Function

• All handheld GPS units start with the same basic function. They contain a receiver that is capable of receiving radio wave transmissions from GPS satellites. The receiver then uses information contained within these transmissions to calculate your location and provide you with your coordinates.
  
  

GPS System

• Information is sent from several satellites. The Global Positioning System consists of 24 individual satellites on six orbital paths around the Earth. Each satellite completes two full orbits around the Earth each day. The orbits have been carefully crafted so that anyone using a GPS on Earth will have a clear line to at least four individual satellites at any given location and time; this is very important, as we'll see later. All the satellites send out radio wave signals at frequent intervals.
  
  

Signals

• The information contained within the satellite signal includes identification for the individual satellite, its location and time of transmission. The time of transmission is quite important because there will be a difference between the time the signal was transmitted and the time it was received by your GPS. This difference in time can easily be used to calculate the distance that the satellite is away from you. It is known that the radio waves travel at the speed of light. Speed multiplied by time is equivalent to distance. So by comparing the times, your GPS unit is able to calculate the distance to the satellite.
  
  

Trilateration

• Now you might think that you're good to go. You know how far the satellite is, and now you can figure out where you are. However, it's not that simple. Knowing how far you are from the satellite really isn't that helpful in determining where you are on Earth. Imagine you and your buddy Paul become separated in the fog. Paul is stuck in a ditch and needs some help. He can see you, but you can't see him. He yells out for you to help and says that he's 50 feet away from you. Great, I'll go get him, you think. Then you spin around in a circle but can't see him through the fog; he could be in any direction (let's assume you can't tell where his voice is traveling from). Now Paul tells you that he's 50 feet from you and 30 feet from the large evergreen tree. You see the tree and know that Paul is 30 feet from it and 50 feet from you. You have a better idea of where he is, but he could still be on either side of you and the tree. Finally, in desperation, Paul lets you know that he's just 20 feet from the base of the mountain to your left. Now using the three distances Paul gave you, you know which direction to travel in and you find him quickly. This is how GPS works; it uses the distances and location of several different satellites as a reference to provide you with your location. Like in the example above, it takes three separate satellites to give you a reference on a two-dimensional plane (longitude and latitude). It takes at least four satellites to give you a three-dimensional reference, which includes elevation. The more satellites that are used, the more accurate the location is.
  
  

Timing

• One inherent issue in the GPS system concerns the very basis of its operation: time.
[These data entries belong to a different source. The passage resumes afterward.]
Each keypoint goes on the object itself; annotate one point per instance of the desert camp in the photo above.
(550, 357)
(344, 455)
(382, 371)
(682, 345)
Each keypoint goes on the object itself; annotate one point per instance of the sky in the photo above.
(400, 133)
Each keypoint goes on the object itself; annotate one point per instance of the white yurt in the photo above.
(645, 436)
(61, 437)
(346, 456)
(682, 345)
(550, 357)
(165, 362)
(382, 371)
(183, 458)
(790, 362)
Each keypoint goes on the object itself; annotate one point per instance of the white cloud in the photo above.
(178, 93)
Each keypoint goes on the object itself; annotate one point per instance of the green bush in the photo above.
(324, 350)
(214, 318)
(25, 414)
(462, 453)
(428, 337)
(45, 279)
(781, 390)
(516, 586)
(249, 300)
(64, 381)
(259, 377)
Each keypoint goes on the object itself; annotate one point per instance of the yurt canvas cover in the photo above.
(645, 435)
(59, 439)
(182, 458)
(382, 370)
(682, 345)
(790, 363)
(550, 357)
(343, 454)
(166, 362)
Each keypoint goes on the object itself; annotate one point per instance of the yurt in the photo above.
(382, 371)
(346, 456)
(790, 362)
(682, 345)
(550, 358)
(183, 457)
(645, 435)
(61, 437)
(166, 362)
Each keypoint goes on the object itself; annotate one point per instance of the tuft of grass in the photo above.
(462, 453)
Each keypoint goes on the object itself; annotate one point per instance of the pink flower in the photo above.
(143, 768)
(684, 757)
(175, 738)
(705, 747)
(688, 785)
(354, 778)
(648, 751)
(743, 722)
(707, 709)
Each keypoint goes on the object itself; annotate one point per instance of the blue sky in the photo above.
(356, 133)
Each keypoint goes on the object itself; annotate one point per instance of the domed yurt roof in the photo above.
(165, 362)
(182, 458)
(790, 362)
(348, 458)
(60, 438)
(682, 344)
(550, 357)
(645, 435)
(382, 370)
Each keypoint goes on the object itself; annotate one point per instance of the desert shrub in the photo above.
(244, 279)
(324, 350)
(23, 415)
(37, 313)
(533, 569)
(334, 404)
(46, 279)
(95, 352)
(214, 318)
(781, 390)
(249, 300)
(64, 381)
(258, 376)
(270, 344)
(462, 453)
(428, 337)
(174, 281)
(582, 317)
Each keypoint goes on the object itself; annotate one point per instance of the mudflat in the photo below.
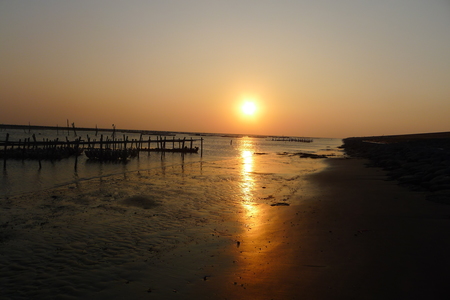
(356, 236)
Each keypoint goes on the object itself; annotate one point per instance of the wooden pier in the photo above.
(292, 139)
(104, 149)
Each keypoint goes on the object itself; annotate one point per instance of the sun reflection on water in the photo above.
(248, 184)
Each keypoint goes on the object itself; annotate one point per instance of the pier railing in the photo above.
(104, 148)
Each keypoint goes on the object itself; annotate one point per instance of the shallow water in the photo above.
(22, 176)
(147, 226)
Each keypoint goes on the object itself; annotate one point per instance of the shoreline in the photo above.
(348, 233)
(358, 236)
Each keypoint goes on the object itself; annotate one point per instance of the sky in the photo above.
(323, 68)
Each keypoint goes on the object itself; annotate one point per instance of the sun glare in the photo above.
(249, 108)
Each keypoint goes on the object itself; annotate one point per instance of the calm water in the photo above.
(26, 176)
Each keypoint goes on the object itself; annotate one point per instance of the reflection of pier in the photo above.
(103, 149)
(292, 139)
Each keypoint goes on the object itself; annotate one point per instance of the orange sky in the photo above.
(314, 68)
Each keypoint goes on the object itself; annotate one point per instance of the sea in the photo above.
(25, 176)
(152, 225)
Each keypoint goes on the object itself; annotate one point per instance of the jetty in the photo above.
(104, 149)
(292, 139)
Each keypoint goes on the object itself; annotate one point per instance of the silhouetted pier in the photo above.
(292, 139)
(105, 148)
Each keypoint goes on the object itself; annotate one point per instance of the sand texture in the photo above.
(259, 227)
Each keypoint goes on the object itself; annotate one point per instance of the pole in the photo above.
(6, 145)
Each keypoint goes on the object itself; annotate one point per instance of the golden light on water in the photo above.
(247, 177)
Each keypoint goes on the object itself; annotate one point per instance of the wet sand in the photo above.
(347, 233)
(358, 237)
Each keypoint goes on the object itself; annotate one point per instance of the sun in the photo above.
(248, 108)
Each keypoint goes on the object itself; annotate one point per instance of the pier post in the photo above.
(201, 147)
(6, 145)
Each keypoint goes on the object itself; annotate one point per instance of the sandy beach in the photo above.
(347, 233)
(358, 237)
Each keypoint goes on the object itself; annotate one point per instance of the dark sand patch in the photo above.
(357, 237)
(140, 201)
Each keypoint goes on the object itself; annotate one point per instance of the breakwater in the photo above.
(421, 162)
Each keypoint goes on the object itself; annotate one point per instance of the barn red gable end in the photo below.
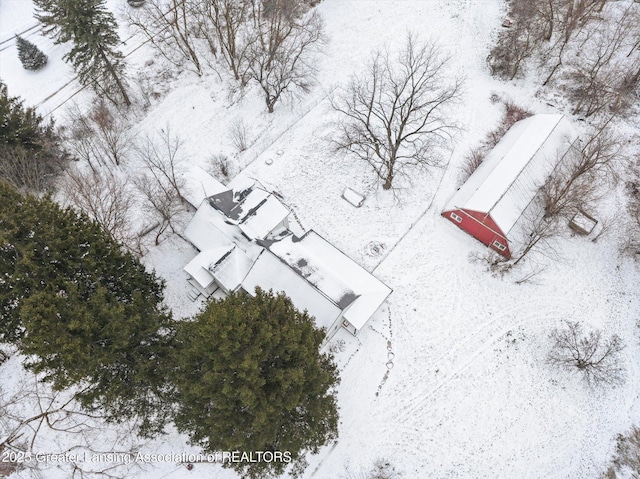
(490, 203)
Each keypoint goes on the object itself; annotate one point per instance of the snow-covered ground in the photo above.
(450, 378)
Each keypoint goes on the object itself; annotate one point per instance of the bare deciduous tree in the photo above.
(382, 469)
(225, 24)
(239, 137)
(395, 115)
(162, 156)
(578, 179)
(512, 114)
(598, 77)
(22, 170)
(627, 457)
(161, 183)
(99, 137)
(595, 356)
(281, 50)
(170, 27)
(36, 419)
(160, 202)
(106, 198)
(516, 44)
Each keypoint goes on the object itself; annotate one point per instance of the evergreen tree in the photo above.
(92, 30)
(249, 377)
(87, 313)
(30, 155)
(31, 57)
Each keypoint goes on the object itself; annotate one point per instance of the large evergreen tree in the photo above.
(92, 30)
(250, 377)
(87, 314)
(30, 155)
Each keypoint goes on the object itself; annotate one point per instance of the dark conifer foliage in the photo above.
(31, 57)
(92, 29)
(250, 377)
(86, 313)
(30, 155)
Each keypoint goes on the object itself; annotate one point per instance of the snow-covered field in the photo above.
(450, 379)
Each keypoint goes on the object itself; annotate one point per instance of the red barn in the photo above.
(493, 199)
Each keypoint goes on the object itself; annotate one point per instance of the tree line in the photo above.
(245, 373)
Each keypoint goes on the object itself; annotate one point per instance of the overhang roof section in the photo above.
(512, 173)
(349, 286)
(199, 185)
(256, 211)
(209, 230)
(200, 267)
(259, 223)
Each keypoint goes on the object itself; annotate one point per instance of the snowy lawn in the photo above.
(466, 391)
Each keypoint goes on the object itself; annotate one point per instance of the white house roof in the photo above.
(199, 185)
(231, 270)
(512, 173)
(269, 272)
(199, 267)
(349, 286)
(258, 224)
(256, 211)
(209, 230)
(314, 274)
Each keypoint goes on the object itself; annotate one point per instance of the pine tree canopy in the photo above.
(92, 30)
(250, 377)
(30, 55)
(85, 312)
(30, 154)
(20, 126)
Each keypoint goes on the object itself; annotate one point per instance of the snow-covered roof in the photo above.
(199, 266)
(313, 273)
(349, 286)
(269, 272)
(199, 185)
(265, 219)
(512, 173)
(209, 230)
(231, 270)
(254, 209)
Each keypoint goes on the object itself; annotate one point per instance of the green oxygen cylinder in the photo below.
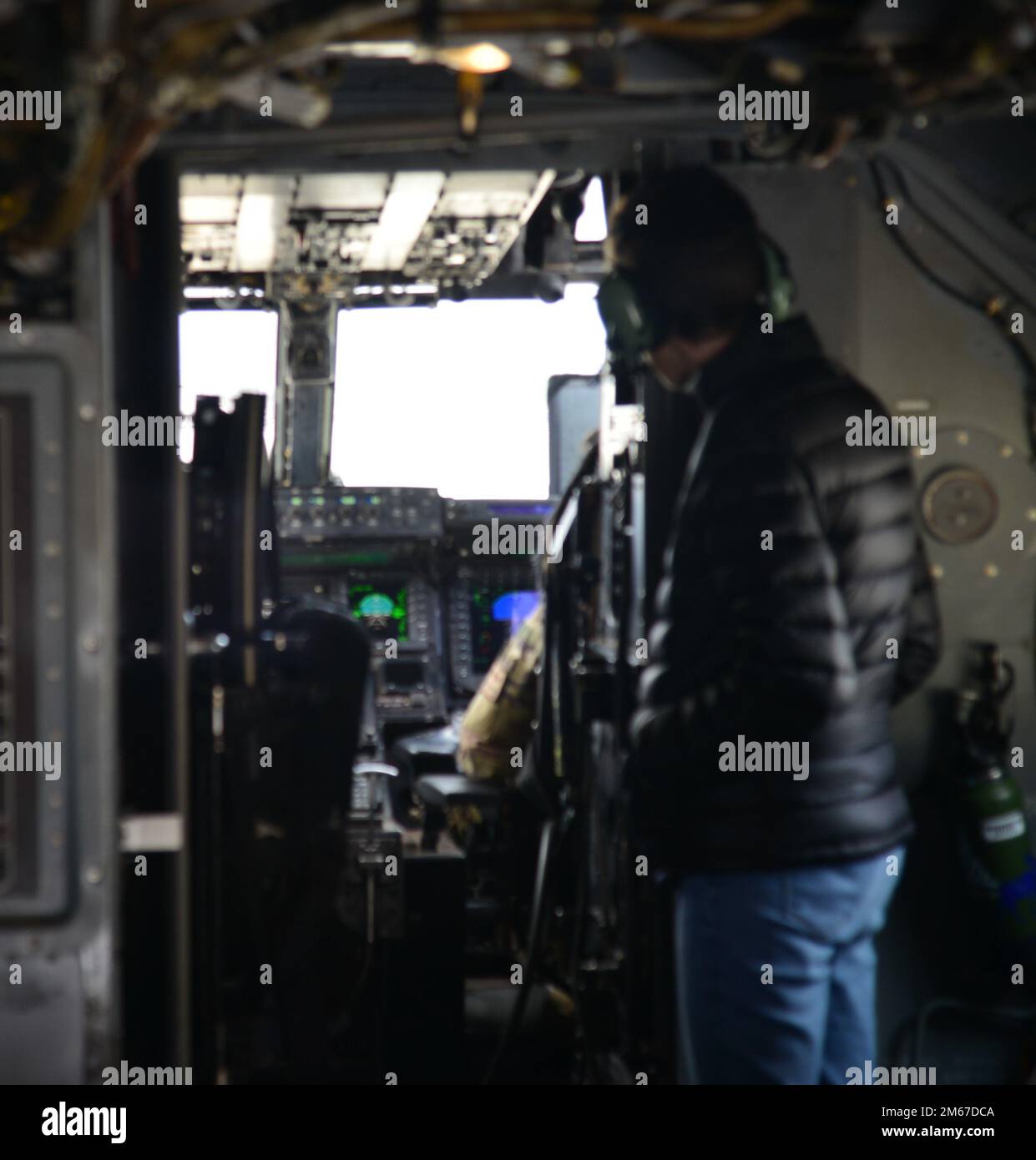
(994, 808)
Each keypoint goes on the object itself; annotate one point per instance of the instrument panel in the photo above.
(439, 585)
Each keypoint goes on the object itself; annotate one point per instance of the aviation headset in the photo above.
(636, 321)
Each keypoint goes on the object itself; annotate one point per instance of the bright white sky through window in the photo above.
(226, 353)
(455, 397)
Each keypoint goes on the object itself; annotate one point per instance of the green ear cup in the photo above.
(631, 327)
(780, 292)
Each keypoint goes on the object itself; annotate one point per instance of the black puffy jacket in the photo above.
(783, 638)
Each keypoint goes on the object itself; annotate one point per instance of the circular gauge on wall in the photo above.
(958, 505)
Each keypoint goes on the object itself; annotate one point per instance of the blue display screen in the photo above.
(514, 607)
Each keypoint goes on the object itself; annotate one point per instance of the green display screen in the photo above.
(381, 609)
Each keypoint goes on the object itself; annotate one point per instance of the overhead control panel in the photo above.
(355, 238)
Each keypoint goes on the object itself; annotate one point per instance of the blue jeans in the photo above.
(813, 927)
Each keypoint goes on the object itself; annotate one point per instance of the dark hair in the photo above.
(691, 244)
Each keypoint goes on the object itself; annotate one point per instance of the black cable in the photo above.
(1021, 356)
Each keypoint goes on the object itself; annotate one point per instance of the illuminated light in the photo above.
(477, 58)
(411, 201)
(209, 292)
(592, 224)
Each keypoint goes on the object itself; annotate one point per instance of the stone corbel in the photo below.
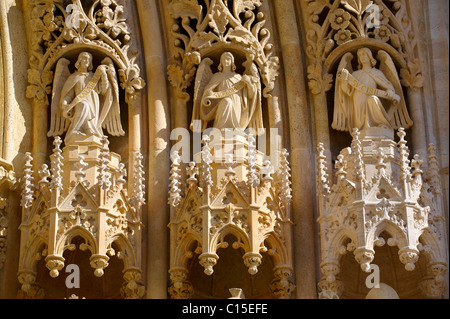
(180, 288)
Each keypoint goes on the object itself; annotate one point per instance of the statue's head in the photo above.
(364, 54)
(84, 60)
(227, 61)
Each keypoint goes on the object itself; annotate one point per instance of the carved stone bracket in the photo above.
(84, 197)
(376, 180)
(219, 200)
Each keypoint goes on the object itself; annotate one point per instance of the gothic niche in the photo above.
(230, 194)
(379, 195)
(81, 201)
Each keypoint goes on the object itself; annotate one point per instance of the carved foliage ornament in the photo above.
(59, 26)
(377, 181)
(218, 23)
(384, 23)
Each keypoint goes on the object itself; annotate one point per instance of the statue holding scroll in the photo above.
(229, 99)
(369, 97)
(85, 102)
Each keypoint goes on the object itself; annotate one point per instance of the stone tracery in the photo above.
(84, 192)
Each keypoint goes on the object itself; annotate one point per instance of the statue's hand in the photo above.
(343, 75)
(393, 96)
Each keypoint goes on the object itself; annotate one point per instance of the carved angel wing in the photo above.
(204, 74)
(111, 111)
(340, 114)
(397, 112)
(58, 124)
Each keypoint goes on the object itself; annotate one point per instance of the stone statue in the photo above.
(84, 102)
(229, 99)
(369, 97)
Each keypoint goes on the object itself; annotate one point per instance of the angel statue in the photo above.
(359, 94)
(231, 100)
(84, 102)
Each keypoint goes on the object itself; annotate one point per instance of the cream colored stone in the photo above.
(114, 198)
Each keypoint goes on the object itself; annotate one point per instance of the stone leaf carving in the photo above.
(369, 21)
(56, 28)
(218, 23)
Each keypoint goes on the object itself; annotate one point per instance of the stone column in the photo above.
(158, 164)
(300, 135)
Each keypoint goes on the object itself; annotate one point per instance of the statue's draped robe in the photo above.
(239, 110)
(363, 110)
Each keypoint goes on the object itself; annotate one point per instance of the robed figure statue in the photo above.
(231, 100)
(369, 97)
(84, 102)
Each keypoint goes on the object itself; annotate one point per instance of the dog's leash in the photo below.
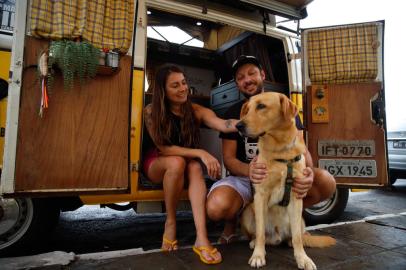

Each GPS is equipped with an atomic clock that is accurate to the nanosecond. However, atomic clocks are far too expensive to be built into a GPS receiver, so the GPS uses a much less accurate clock. When the signal is traveling at the speed of light, it arrives in a fraction of a second, so it's essential that the clock is able to detect this difference. Because of the inaccuracy of your receiver's clock, the trilateration discussed above is not precise. However, this inaccuracy exists in the calculations to all of the satellites and becomes a variable in the equation. The GPS unit adjusts for the inherent inaccuracy and uses information from as many satellites as are available to provide a more accurate location. While the system isn't perfect and won't give you a 100 percent accurate pinpoint location, GPS is accurate within 10 to 20 meters, which gives you a very good idea of where you are.
  
  

Navigation

• Your GPS is constantly receiving transmissions, updating your location as you travel and allowing you to track your progress. Mapping GPS units include software topographic maps in which you can visually see your location on the map and navigate accordingly. Simpler GPS units provide coordinates and allow you to roughly navigate toward pre-designated locations known as waypoints.You can see your progress toward a given set of coordinates and set your bearing accordingly.